The lowest public sector wage is €35,000. But 80 per cent of private sector workers earn only between €20,000 and €40,000. Few have pensions. None have job security. As all public sector workers do.
On retirement, even the lowest grade of public sector worker will get a tax-free lump sum of 1.5 times salary. Plus a pension equal to half their salary. All paid for by the majority of private sector workers – who cannot afford a pension for themselves.
Now I have no doubt many public-sector workers feel they are put to the pin of the collar. But problems paying school fees, cutting back on holidays, hanging on to the family banger are a long, long way from the savage daily deprivations of private-sector workers, many of whom cannot feed their families properly.
A few nights ago, an RTE commentator referred to "job losses" in the public sector.
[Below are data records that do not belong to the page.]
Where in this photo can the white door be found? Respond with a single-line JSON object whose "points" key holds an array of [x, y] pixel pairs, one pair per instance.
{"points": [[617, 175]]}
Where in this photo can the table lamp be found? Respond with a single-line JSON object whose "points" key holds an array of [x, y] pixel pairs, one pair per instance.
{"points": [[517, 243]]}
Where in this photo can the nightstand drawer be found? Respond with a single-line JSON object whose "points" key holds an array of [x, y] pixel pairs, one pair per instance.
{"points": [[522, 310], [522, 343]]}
This is an abuse of language. They were no such losses – the private sector is still paying the gold-plated pensions of those who retired.
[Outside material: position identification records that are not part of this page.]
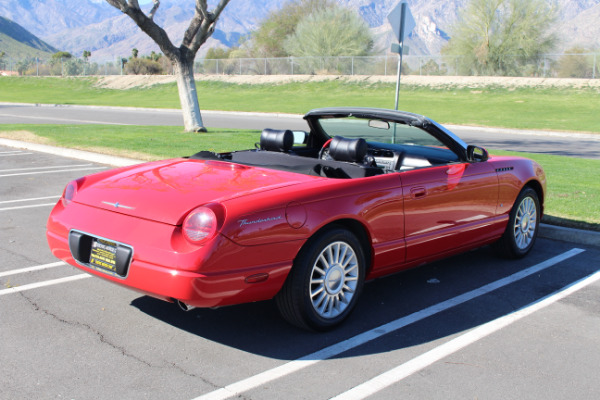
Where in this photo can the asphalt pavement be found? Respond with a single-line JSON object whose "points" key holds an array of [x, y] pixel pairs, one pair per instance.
{"points": [[554, 143], [471, 326]]}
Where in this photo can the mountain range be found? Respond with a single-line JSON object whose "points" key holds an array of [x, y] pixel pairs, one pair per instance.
{"points": [[94, 25], [18, 43]]}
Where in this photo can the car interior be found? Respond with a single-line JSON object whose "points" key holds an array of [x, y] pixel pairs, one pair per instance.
{"points": [[340, 157]]}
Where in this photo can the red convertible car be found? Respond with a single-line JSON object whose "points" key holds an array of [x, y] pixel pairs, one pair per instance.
{"points": [[304, 218]]}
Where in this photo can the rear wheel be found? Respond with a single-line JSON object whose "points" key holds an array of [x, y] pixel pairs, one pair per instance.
{"points": [[523, 226], [325, 281]]}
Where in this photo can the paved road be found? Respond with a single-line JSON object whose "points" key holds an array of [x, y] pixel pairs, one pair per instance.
{"points": [[472, 326], [576, 145]]}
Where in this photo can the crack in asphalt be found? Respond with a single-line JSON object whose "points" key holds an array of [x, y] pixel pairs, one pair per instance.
{"points": [[114, 346]]}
Not that I expect public-sector employees to show much empathy. Most people can always find reasons to retain all they have. Look at the opening scene in Emma Thompson's film Sense And Sensibility, where John Dashwood's wife Fanny convinces her weak husband to keep cutting back on a bequest to his poorer relatives.
That's one of the functions of an opposition. To call a halt to weak governments and force them to share the social surplus. But this also means slaying some of the sacred cows you share with the Government.
For most of my political life, all parties worshipped three sacred cows. Daniel Corkery's trinity of nationality, religion and land. All parties agreed that mad nationalists, bishops and strong farmers were sacred cows.
As soon as I reached the use of reason, I became one of the tiny minority of revisionists to take on the numerically superior forces which protected these sacred cows.
Finally, the Provos and child sex abuse put paid to the regimes of the mad nationalists and the Roman Catholic Church.
That still left the cult of the strong farmer class. The 1979 campaign to force them to pay proper income tax was bitter and prolonged. But the PAYE workers finally won.
Today, the majority private sector is to the fat cats of the public sector what the PAYE class was to the farming class. But this time the trade unions have sold out to the fat-cat captains. They are sailing comfortably through this recession while the great mass of private-sector workers labour at the oars below.
Like most voters in the private sector, I will vote for any party that will cut public pensions rather than public services. Naturally, these cuts must be extended to the nomenklatura of semi-state companies such as the ESB, which are not covered by the Croke Park deal.
So far, Moby Dick, the majority private-sector class, has passively endured the endless harpoons thrown into its bleeding body by a selfish political elite. But it will take a terrible revenge at the next general election. And Fine Gael will suffer as much as Labour because it weakly let that party have its way.
Fianna Fail has only a few months to make up its mind. But if it does not come up with a policy to cut past and present political pensions and do away with Croke Park, the window of opportunity will slam down – only to be opened by a new centrist party on the lines of the PDs.
Let me point out a basic political law. Paradoxically, most parties destroy themselves trying to protect their most cherished principle. It's like running back into the house to save the family heirloom and getting burned to death.
Protecting the fat cats of the minority public sector is the most sacred shibboleth of the three main parties. But saving that family heirloom by brutalising the majority is asking for anarchy. Not slaying that sacred cow can cost you a country.
Fianna Fail can form the next government. But only if it slays the three sacred cows and confronts their supporters in its own ranks. In politics, as in life, there are no free lunches.